Variables collected included: age, presenting complaints (ED, PE, decreased libido, premarital check, decreased penile size, PD, presence or absence of comorbidities (HTN, DM, DL, and smoking), and laboratory workup including testosterone level. The presence of DM, HTN, and DL was confirmed by medical history, medications used, and/or medical records. BMI was manually calculated. MS was determined using the World Health Organization criteria. PD was diagnosed clinically by identifying the plaques and/or the presence of a deformity. In patients with DM, patients were determined to have well-controlled blood sugars if they had glycated hemoglobin (HbA1c) level ≤7%. Patients with no history of DM underwent HbA1c level measurement, and patients were given the diagnosis of DM if they had HbA1c value >6.5%. Penile Doppler ultrasound was done for ED patients and in patients whom plaque and/or deformity was discovered during the physical examination. On penile Doppler studies, normal end-diastolic velocity (EDV) was defined a value being <5 ml/s. Normal peak systolic velocity (PSV) value was defined as a value ≥35 ml/s.

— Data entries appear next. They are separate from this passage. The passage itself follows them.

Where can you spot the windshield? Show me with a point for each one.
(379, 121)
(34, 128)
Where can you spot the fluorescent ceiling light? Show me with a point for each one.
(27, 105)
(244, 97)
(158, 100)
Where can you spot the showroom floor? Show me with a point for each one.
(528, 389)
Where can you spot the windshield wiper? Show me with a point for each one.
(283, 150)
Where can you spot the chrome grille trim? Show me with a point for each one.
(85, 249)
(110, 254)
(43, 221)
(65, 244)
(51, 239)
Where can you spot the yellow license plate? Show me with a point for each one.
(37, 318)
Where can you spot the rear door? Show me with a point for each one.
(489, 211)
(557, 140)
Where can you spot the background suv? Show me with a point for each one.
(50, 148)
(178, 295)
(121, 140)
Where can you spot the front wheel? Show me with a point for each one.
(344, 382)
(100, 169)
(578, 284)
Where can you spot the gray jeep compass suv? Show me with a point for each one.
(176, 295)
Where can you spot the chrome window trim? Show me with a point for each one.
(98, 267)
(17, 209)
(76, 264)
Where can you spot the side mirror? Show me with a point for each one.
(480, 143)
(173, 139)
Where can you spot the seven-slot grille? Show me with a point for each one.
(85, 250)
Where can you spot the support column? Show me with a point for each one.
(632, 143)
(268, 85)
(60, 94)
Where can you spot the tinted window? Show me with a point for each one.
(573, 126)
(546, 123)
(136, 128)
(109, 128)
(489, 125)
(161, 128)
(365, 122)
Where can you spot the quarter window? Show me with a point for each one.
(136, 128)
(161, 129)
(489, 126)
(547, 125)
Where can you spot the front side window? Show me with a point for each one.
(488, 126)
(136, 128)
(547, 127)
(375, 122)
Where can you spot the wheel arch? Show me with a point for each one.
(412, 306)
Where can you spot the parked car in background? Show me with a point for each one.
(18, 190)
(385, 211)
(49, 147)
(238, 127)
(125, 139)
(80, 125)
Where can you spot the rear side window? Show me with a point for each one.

Statistical analysis used included Student's t-test, Fisher's exact t-test, analysis of the variant, logistic regression analysis, Mann–Whitney U-test, and univariate and multivariate analysis.
| Results|| |
A total of 1622 patient charts were analyzed. At the time of initial screening, the overall study population mean age was 41 years (19–82 years). The mean age in patients with PD was 42 years (21–76 years) and the mean age in patients without PD was 41 years (P = 0.025). About 81.3% of patients did not have PD (n = 1303), while 19.7% did (n = 319). The prevalence of PD by age group is shown in [Table 1]. The mean BMI value was very close in the two groups (29.13 m2/kg and 29.24 m2/kg). Mean HbA1c level in patients with diabetes and PD was 9.3%. Mean HbA1c level in diabetic patients without PD was 8.9% (P = 0.763).
Patients' complaints varied by type and count [Table 2]. Most patients presented to the clinic with one or two complaints (n = 1159 and 553, respectively).
Existing MS was not associated with an increased prevalence of PD; both groups of patients, with and without MS, had a 20% prevalence of PD (P = 0.9) [Table 3].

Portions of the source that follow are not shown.